When it comes to the Burj Dubai’s elevators, there will be no shortage. A total of 56 double-deck cabs carry 42 people at a time. They are among the globe’s fastest, travelling at 40 km/h and programmed for controlled evacuation in emergencies. The spire maintenance elevator, located inside the narrow rod at the top of the building, is the highest in the world. And when you’re up that high, things can get a little
scary – especially for the window washers. Their exterior elevators, or cleaning cradles, are permanently installed machines that are parked in garages on levels 40, 73, and 109. The machines use mechanical arms to literally reach out and wash the building. Of course the job takes some time, requiring six to eight weeks in normal weather.

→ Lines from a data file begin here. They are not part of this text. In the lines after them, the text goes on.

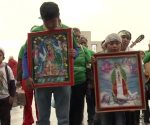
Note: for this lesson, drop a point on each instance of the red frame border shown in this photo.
(96, 85)
(71, 61)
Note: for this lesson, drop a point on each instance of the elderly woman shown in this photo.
(112, 44)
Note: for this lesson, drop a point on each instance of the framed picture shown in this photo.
(50, 64)
(119, 82)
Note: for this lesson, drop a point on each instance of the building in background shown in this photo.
(93, 45)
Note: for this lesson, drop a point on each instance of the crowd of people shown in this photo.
(69, 100)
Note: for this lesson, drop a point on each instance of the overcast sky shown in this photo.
(101, 17)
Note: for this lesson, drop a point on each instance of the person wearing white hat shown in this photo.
(112, 44)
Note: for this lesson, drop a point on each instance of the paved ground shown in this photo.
(16, 116)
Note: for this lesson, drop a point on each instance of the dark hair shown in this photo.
(49, 10)
(127, 33)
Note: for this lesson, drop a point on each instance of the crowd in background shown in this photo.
(69, 100)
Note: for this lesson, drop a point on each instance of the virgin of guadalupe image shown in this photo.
(119, 84)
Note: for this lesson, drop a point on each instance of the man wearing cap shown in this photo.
(126, 38)
(49, 12)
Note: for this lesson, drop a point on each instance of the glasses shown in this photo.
(125, 36)
(114, 42)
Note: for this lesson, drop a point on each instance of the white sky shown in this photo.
(101, 17)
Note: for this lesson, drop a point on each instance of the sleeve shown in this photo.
(12, 85)
(25, 65)
(87, 55)
(75, 45)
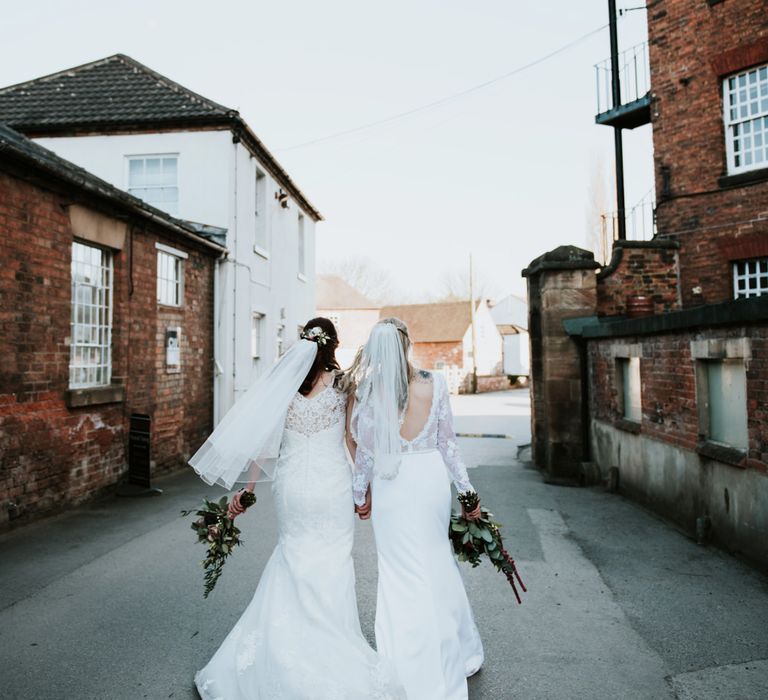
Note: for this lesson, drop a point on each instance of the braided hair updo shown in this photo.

Another structural work of art is the tower’s curtain wall, costing over $100 million alone. Over 27 acres of glass and metal cover the exterior of the Burj Dubai, equal to the surface area of 25 football fields. After being tested in a Canadian artificial wind tunnel, the windows are proven to withstand winds up to 75 km/h. “We designed the building to resist storms that happen less often than once in a thousand years,” Baker says, whose wind tests changed the Burj Dubai’s form and position. “It led us to reshape the building, and actually turn it 180 degrees. We found that the wind was statistically less likely to come from a certain direction.” And bad weather isn’t the only thing the building can endure. The thin layer of metal covering the windows acts as a form of sunscreen, deflecting solar heat and ultraviolet radiation.

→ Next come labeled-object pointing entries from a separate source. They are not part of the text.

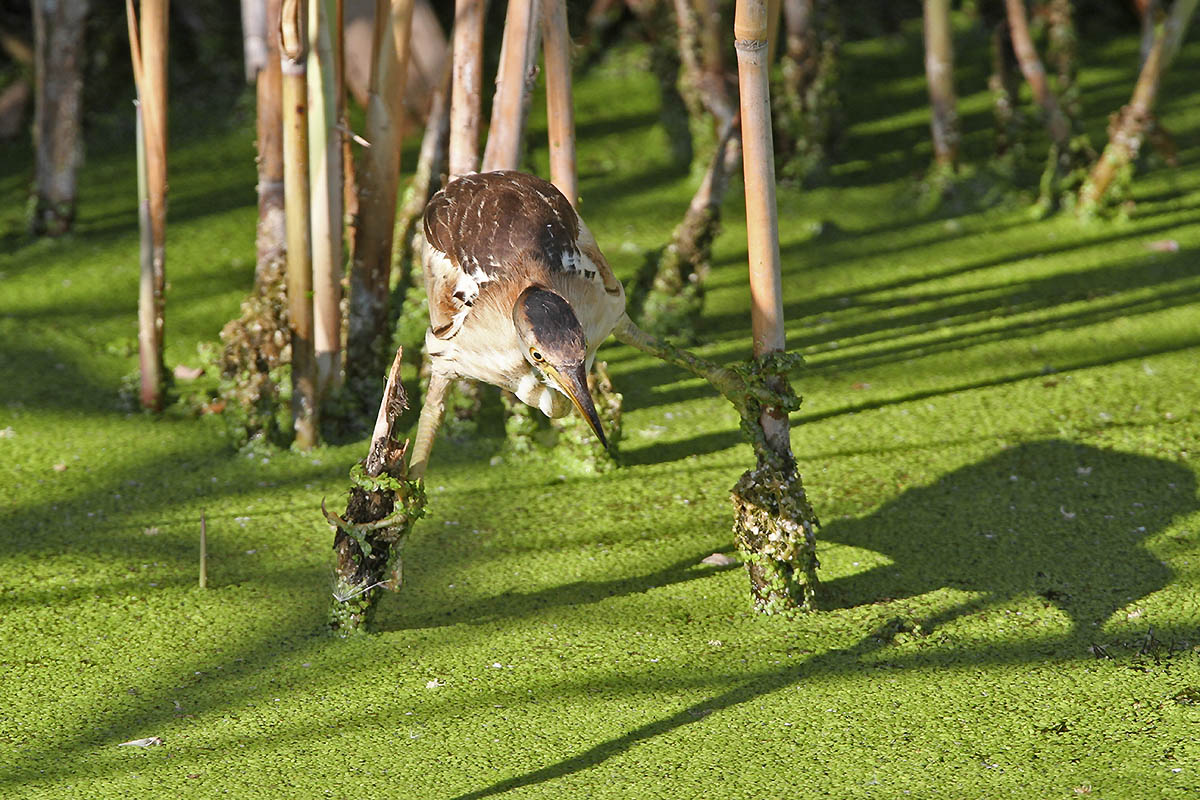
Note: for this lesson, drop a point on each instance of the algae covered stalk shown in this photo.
(673, 300)
(381, 511)
(325, 89)
(774, 524)
(1131, 125)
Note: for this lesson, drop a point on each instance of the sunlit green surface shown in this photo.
(1000, 433)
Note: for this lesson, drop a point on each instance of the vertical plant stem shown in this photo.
(293, 59)
(148, 49)
(271, 233)
(1129, 125)
(59, 56)
(420, 188)
(940, 76)
(774, 524)
(774, 14)
(204, 552)
(466, 86)
(325, 181)
(1036, 74)
(378, 179)
(762, 223)
(559, 108)
(514, 86)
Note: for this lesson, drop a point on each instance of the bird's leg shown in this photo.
(429, 423)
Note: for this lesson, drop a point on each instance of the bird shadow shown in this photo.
(1055, 522)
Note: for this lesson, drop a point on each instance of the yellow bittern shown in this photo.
(520, 298)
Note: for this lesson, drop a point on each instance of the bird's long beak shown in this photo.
(574, 382)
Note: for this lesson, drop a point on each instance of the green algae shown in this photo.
(999, 433)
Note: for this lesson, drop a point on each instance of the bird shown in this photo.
(520, 296)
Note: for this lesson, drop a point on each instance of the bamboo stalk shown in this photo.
(271, 234)
(774, 525)
(1036, 76)
(466, 86)
(378, 179)
(148, 49)
(1129, 125)
(514, 86)
(940, 77)
(325, 182)
(204, 552)
(774, 18)
(293, 60)
(559, 108)
(762, 223)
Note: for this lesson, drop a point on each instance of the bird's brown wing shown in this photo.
(486, 227)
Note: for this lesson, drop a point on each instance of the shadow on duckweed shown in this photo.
(1050, 519)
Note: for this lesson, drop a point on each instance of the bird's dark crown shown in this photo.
(546, 322)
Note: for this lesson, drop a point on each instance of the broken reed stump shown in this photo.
(381, 512)
(774, 524)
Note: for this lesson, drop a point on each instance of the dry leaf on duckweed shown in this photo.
(187, 373)
(149, 741)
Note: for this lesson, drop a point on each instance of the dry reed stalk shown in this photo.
(466, 86)
(378, 179)
(148, 49)
(762, 222)
(514, 86)
(293, 60)
(325, 182)
(1128, 127)
(1036, 76)
(384, 503)
(559, 107)
(421, 187)
(940, 77)
(774, 524)
(271, 234)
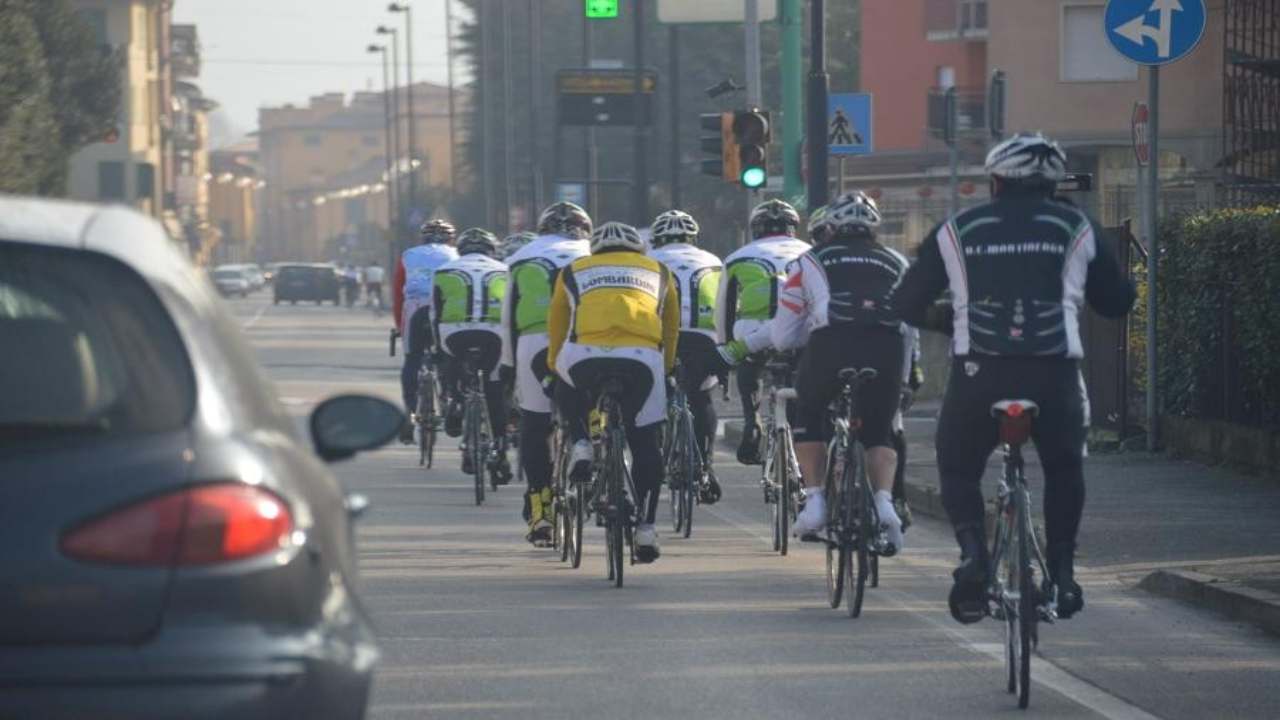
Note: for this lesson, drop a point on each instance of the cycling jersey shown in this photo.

Even more impressive, the Burj Dubai is built with state-of-the-art, high-performance concrete. It’s made up of over five times the amount of concrete used for Toronto’s CN Tower or the equivalent to a sidewalk 1,900 km long. And because of scorching Dubai temperatures, it uses a unique recipe. “You’re worrying about pouring concrete in the middle of the summer because it generates heat when it dries,” Baker explains. “So when we poured the foundation, we added ice to the mix to avoid boiling the water in there.” The building’s geographical location is another reason the Burj Dubai is so safe. “The closer you are to the equator, the slower the wind speeds, as long as you’re not on a coast getting typhoons.”
When the Burj Dubai is completed later this year, its first 37 floors will boast a luxurious Giorgio Armani hotel. Guests who plan on staying a little longer can move into one of the skyscraper’s 700 private condos, although finding vacancy might be a little tough since the million-dollar apartments sold out within eight hours after going on sale. Whether you’re looking to start a business on the remaining commercialized floors or plan a lavish getaway, the Burj Dubai remains humankind’s tallest achievement yet. It’s fair to say even the Romans would be impressed with this architectural crown jewel.